The universe is billions of years old, but telescopes and the modern study of the cosmos have only been around for a few centuries. So scientists turn to unlikely sources, like tree rings, for data on cosmic events that predate Galileo.
Over the years, tree ring data from around the world has shown evidence of several unexplained and potentially devastating space weather events that delivered a dose of radiation to Earth and many of its inhabitants, including the trees themselves.
“These huge bursts of cosmic radiation, known as Miyake events, have occurred approximately once every thousand years, but what causes them is unclear,” explained physicist Benjamin Pope from Australia’s University of Queensland, in a statement. “The leading theory is that they are huge solar flares.”
Pope led a team of researchers who analyzed tree ring data dating back over a millennia to investigate the link between Miyake events and solar flares. Their study findings appear in Proceedings of the Royal Society A.
In the paper, the team notes that one of the events with the most tree ring data occurred in the year 774 and appears to have been more than 10 times as powerful as the Carrington event of 1859, which was a geomagnetic storm tied to eruptions on the sun. When the blast hit Earth, it reportedly caused telegraph lines to burst into flames and generated global auroras.
“We need to know more, because if one of these happened today, it would destroy technology including satellites, internet cables, long-distance power lines and transformers,” Pope says. “The effect on global infrastructure would be unimaginable.”
The team used computer models to analyze tree ring data on the six known Miyake events, and the results challenge the idea that huge solar flares are to blame.

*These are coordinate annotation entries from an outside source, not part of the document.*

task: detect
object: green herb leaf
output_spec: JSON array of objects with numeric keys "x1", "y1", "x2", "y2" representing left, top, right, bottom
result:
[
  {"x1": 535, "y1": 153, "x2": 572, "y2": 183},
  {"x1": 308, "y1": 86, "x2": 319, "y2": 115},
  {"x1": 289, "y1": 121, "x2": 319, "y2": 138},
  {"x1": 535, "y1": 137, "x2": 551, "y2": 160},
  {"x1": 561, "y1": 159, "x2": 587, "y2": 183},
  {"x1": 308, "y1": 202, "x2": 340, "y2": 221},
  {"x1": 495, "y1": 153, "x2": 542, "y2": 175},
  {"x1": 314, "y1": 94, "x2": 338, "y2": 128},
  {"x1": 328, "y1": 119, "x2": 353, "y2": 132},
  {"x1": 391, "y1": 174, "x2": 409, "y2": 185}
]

“We’ve shown they’re not correlated with sunspot activity, and some actually last one or two years,” explains undergraduate math student Qingyuan Zhang, who developed the software that analyzed all available data on tree rings. “Rather than a single instantaneous explosion or flare, what we may be looking at is a kind of astrophysical ‘storm’ or outburst.”
It isn’t exactly good news that we could be overdue for a year-long global radiation event.
Pope says the available data shows there’s roughly a 1% chance such an event could happen in the next decade.
“But we don’t know how to predict it or what harms it may cause,” the scientist said. “These odds are quite alarming, and lay the foundation for further research.”
This is perhaps the only silver lining to the story — that much more research is needed to get a better grasp on what exactly happened in the past, and what it means for our future.